The pros and cons of the deal have been tossed around the press, but the bigger picture is the sum paid shows just how desperate publishers are to follow Armstrong's lead and "embrace the digital future". It also shows how desperate investors are to cash in.

Last week hyped up iPad-only digital newspaper The Daily launched. It came with a $30m development cost, $500,000 per week operating budget, 100 full time staff and locked itself to a single platform, (for now) a single device and parent News Corp saw shares rise 2.6 per cent.
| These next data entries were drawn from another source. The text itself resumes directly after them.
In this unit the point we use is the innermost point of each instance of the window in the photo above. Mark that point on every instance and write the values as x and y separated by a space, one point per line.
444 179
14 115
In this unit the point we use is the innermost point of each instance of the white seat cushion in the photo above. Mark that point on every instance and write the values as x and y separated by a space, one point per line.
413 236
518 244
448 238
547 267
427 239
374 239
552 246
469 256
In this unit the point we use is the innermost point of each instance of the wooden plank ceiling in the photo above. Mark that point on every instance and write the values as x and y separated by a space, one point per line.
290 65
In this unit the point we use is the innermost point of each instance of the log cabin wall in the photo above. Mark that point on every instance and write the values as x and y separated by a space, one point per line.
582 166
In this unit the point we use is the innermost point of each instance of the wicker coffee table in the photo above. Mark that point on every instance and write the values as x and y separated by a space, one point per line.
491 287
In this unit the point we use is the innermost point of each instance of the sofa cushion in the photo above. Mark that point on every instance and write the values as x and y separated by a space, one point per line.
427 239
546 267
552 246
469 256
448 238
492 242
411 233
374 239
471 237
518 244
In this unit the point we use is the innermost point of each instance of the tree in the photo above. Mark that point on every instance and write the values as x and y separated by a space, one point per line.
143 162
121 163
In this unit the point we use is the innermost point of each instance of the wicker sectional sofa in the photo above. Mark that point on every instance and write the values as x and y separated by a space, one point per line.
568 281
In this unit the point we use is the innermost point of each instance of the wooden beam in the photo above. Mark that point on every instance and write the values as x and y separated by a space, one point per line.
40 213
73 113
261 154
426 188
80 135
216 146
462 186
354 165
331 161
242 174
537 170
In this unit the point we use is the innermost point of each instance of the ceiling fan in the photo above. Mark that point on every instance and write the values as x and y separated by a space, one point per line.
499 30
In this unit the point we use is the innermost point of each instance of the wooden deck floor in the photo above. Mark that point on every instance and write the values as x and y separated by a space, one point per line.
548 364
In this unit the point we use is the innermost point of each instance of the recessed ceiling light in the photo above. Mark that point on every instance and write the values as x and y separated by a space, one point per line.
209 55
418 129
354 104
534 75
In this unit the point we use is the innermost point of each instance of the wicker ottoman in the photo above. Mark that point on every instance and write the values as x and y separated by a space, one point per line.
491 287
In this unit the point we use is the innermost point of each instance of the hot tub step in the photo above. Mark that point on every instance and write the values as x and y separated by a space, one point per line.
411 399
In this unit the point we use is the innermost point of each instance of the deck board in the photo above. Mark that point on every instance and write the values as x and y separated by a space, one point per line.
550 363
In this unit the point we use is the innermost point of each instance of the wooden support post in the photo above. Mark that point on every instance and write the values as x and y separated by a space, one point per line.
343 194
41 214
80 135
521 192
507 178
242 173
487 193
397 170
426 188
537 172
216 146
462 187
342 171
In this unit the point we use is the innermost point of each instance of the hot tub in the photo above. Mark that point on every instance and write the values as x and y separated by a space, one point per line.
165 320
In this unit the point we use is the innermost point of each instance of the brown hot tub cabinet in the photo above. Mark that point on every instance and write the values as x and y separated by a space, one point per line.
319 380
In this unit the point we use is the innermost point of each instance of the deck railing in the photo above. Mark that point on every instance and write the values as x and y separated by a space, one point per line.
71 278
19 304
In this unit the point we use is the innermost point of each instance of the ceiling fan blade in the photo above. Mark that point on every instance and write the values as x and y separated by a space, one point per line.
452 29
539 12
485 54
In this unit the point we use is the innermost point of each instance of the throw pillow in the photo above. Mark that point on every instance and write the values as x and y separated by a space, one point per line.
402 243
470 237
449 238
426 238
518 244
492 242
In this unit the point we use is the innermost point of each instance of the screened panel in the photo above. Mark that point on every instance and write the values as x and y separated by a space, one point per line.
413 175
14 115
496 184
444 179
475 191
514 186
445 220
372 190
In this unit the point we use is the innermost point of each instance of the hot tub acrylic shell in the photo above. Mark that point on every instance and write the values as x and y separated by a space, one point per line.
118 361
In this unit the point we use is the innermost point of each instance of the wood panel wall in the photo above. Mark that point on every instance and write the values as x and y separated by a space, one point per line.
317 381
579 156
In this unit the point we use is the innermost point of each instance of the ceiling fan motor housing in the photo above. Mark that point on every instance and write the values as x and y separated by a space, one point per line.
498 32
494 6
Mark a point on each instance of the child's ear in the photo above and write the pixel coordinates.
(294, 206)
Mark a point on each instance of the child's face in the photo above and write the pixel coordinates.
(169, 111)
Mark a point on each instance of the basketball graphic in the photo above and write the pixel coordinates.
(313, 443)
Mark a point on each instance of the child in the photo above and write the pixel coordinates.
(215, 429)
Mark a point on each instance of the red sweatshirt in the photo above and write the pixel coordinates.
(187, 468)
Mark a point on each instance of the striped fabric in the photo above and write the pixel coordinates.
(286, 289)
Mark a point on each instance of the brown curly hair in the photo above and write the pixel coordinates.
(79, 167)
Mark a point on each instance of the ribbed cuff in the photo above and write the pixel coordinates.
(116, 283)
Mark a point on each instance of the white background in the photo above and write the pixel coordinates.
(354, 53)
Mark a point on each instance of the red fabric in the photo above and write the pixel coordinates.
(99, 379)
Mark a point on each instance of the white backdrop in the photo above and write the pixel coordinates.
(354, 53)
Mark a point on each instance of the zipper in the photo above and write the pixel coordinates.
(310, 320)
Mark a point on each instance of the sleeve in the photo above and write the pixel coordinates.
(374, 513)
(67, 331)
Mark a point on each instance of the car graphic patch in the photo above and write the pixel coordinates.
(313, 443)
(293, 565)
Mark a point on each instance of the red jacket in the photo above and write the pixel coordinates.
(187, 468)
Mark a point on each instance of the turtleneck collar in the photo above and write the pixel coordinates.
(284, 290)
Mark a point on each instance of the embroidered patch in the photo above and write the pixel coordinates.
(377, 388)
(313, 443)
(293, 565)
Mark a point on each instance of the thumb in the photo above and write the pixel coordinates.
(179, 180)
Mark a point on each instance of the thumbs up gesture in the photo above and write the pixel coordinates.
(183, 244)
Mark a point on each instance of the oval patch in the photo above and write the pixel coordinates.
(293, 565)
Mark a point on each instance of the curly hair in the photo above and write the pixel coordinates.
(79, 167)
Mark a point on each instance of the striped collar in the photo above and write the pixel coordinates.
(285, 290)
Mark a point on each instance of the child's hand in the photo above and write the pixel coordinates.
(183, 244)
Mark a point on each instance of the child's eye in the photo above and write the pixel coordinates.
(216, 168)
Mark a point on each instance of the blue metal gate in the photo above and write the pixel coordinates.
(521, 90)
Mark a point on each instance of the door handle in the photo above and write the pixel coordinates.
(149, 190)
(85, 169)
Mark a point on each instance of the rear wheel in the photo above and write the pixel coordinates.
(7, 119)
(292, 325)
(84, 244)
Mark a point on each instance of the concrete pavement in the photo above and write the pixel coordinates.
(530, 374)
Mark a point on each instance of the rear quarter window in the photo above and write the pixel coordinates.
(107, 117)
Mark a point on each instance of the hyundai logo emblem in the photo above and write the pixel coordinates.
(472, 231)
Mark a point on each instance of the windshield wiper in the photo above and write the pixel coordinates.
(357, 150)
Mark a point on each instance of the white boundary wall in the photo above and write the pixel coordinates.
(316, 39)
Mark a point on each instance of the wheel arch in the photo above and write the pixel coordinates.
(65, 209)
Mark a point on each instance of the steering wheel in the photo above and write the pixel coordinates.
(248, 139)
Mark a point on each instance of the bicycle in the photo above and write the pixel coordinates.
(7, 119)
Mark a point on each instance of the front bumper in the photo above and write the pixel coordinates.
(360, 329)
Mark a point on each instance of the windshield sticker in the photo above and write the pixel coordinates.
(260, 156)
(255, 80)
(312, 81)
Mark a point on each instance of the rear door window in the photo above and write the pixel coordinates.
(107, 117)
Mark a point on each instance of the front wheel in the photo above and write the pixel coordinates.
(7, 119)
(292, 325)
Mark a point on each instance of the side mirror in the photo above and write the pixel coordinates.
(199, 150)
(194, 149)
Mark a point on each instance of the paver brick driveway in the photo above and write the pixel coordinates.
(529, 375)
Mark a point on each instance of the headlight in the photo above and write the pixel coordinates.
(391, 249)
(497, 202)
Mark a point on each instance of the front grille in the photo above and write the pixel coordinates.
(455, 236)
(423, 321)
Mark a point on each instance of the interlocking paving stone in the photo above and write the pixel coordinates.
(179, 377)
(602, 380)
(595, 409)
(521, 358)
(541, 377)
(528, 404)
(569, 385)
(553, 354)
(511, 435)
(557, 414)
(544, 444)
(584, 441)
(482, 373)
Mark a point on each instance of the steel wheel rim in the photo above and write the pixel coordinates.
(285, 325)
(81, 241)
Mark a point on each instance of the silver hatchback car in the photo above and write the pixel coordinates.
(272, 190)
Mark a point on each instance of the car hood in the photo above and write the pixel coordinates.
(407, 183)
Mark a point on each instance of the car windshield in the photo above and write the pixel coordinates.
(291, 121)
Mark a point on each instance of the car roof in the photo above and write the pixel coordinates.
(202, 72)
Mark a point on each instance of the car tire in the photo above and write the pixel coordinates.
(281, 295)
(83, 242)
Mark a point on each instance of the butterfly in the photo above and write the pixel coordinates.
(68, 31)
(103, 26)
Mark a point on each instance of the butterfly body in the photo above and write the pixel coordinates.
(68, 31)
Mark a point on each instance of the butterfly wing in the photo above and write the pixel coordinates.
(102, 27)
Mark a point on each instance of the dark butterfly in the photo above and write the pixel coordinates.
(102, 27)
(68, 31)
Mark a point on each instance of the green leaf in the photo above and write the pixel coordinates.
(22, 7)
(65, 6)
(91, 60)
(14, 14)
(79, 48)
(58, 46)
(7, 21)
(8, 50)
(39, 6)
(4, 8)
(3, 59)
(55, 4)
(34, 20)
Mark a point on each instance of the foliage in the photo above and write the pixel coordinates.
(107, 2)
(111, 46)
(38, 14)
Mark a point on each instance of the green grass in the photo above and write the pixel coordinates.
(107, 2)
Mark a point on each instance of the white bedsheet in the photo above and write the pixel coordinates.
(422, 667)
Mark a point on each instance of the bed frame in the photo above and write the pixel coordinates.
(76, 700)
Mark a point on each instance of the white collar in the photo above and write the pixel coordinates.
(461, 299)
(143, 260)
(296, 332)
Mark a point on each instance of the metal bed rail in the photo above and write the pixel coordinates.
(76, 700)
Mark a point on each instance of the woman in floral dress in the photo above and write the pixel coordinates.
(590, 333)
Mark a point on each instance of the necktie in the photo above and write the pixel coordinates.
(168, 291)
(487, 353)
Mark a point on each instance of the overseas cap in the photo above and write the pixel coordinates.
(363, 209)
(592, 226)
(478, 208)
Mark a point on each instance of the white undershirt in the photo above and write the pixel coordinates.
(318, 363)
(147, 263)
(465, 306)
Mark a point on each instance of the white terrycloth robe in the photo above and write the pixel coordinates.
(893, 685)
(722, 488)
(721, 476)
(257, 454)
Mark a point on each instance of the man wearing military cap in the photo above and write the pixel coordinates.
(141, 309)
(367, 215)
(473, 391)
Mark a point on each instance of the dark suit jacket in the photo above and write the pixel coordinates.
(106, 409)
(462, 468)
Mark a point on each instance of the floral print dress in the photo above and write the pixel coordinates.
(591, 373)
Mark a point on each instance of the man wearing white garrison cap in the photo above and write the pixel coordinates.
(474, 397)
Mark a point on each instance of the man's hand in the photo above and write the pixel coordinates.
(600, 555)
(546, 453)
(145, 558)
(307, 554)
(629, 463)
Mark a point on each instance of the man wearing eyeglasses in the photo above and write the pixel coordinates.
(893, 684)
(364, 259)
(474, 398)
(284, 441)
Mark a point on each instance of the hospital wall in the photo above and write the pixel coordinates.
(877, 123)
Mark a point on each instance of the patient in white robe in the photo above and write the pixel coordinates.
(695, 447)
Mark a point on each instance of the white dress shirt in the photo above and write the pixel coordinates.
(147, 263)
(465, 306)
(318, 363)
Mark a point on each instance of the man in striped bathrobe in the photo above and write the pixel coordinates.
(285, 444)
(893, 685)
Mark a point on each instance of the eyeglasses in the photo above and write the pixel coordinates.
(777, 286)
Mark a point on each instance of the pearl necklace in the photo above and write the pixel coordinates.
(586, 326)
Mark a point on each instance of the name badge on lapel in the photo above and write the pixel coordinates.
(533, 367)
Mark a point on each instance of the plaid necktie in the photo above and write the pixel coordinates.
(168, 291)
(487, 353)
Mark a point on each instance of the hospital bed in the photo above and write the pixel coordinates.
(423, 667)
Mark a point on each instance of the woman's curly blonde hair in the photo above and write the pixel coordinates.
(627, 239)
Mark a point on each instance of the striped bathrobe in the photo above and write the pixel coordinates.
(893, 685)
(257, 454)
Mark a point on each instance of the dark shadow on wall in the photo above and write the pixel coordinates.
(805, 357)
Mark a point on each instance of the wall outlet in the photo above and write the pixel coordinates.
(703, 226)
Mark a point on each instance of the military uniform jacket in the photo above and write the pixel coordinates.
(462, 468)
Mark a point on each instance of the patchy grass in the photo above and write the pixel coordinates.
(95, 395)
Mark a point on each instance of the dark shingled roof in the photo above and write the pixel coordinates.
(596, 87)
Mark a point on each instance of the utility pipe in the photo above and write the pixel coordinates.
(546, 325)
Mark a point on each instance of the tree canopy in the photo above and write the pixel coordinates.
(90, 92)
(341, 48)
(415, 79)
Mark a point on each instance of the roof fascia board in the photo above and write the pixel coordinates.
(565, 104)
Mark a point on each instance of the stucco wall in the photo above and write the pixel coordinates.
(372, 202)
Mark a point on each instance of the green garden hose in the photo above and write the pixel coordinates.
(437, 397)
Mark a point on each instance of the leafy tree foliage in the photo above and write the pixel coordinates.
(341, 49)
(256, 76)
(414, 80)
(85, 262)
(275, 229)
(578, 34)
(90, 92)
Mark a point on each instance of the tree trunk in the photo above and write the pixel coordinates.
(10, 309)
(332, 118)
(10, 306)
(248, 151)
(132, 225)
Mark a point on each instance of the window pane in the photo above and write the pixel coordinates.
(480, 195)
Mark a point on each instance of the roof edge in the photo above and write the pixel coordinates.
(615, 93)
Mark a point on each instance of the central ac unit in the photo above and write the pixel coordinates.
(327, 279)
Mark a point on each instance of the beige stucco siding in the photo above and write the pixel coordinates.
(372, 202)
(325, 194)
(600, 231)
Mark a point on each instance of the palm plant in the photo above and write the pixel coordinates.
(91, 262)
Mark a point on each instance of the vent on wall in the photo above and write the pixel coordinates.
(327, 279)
Suddenly newspapers are flavour of the day. Content is king, or more precisely: exploitable content for premium digital redistribution.


This week saw shares in The New York Times, Media General, Lee Enterprises and Gannet Co rise 2.7 per cent, 2.7 per cent, 3.6 per cent and 2.8 per cent in what have been struggling industries. The death of the newspaper? More like the realisation of the evolution of the newspaper. What will be the winning formula remains to be seen: exclusive apps? Pay walls? Certainly free with advertising no longer appears to be the long term game plan of these major publishers.

So where has this sudden confidence come from? Why are publishers and investors performing such a digital u-turn? I'd suggest you look no further than eBooks. Just last month Amazon CEO Jeff Bezos revealed "Kindle books have now overtaken paperback books as the most popular format on Amazon.com. Last July we announced that Kindle books had passed hardcovers and predicted that Kindle would surpass paperbacks in the second quarter of this year, so this milestone has come even sooner than we expected." The exact figures were 115 eBooks sold to every 100 paperbacks, a significant margin.